We also saw the area where wheel chairs are made for people in need. While there were many wheelchairs that looked quite decrepid but new wheelchairs  were being newly crafted. There were paintings on the wall that depicted people without limbs walking with a crutch - or wheeling in a wheel chair- but they were depicting getting on with life.  What stuck us is that the Cambodian people were making their own prosthetic limbs and wheelchairs. They were not being imported.

When we walked back to the main entrance we saw posters demonstrating what different kinds of land mines left from the war (Khmer Rouge) looked like. As we left the building we saw a large metal statue of bugs bunny- only there was a twist. Bugs had a prosthetic leg and was holding a land mine. This statue was built by the company who made the machines to detect land mines in a effort to educate children not to touch them if found.

The impact of land mines was very apparent. It was haunting. 

Bugs Bunny with a prosthetic leg and holding a land mine

Wednesday, 5 October 2011

Wednesday, October 5, 2011

We had a long sleep to catch up and then met with the Plastic Surgeon Dr Monica Joyner for a briefing on the hospitals. We will be meeting Monica tomorrow morning to make the trip to the Leoprosy Hospital and to work with the staff there in the wound care program and meet the patients.We also met a nurse anaesthestist from the United States who is working in the OR at the Hospital of Hope in Phnom Penh as a volunteer for two weeks. They performed a nephrectomy surgery today. We are still very thirsty from the long flight and have been searching for bottled water and drinking as much as we can.

Tuesday, 4 October 2011

Arrival in Phnom Penh Cambodia

The 11 hour flight from Vancouver to Seoul, Korea went very smoothly. The service, food and atmosphere was great. We had only one hour to make the connection and so we had our morning run built in and that woke us up.

After 27 hours of travelling, Mary and I arrived in Phnom Penh at 11PM Cambodian time. The car from the hospital that was suppose to pick us up was not at the airport and so we hired a taxi.
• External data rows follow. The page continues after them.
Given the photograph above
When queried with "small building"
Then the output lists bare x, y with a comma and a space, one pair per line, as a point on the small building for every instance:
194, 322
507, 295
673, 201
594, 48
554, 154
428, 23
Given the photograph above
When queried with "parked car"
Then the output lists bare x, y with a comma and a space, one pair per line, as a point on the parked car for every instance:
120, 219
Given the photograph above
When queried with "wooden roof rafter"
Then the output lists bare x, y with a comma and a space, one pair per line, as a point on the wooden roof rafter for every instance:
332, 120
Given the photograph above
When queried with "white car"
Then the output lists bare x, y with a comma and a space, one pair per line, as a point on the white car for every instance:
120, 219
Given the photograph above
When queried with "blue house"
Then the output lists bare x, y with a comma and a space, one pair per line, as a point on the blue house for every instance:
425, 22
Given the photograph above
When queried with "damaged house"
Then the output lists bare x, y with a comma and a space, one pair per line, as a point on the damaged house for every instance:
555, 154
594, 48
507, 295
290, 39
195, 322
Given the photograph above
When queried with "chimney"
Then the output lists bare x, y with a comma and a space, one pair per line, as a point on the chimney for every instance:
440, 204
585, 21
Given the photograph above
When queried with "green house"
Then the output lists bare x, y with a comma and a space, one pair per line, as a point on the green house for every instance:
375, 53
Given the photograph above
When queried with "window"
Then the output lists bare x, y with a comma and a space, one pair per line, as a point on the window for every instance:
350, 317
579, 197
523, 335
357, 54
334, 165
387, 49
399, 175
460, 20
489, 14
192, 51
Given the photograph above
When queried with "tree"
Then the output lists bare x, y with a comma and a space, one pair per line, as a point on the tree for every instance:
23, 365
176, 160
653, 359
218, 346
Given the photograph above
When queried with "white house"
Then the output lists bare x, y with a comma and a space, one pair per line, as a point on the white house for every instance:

We drove 13km through dark streets - a city environment- quite a bit of garbage on the streets - people on motor scooters but really not much traffic. We arrived at the address of the hotel we are staying at called Circa 51. We could not find an entrance to the hotel- just a large fence compound with a brown door and a door bell beside it. Mary rang the bell and the door opened and two Cambodian men came out and said that we had the right hotel. Inside the fenced area the hotel was all open to the sky - it was very "rustic" and smelled of burning cloves.The workers were very friendly and helpful. we got to our room and it is very clean- very plain with Cambodian fabrics on the walls. The hotel had not turned on the air conditioner or plugged in the fridge and so it was very hot.

All we can do is think of sleeping............but we are looking forward to  tomorrow.

Monday, 3 October 2011

Departure - Oct 3,2011

We are volunteering with the Health Volunteers Overseas www.hvousa.org. Which is based in Washington D.C. They collaborate with the Association for Advancement of Wound Care _ AAWC , in the United States to address wound care needs Internationally. They were very supportive in preparing us to volunteer for the wound care initiative in Cambodia.

                                          Cathy and Mary at the Ottawa Airport at 630AM
Our departure from Ottawa was very slow due to line ups but we left for Vancouver only to be forced to land in Regina due to a plane systems failure. We hope to get back on our way to Vancouver asap to catch the flight to Korea.


Sunday, 2 October 2011

The afternoon before departure

We are at at my house getting ready to leave for Cambodia. We found oursleves on a teleconference for National Conference Planning for our nursing association. We are trying to tie up all of the loose ends before leaving. We are getting excited!!!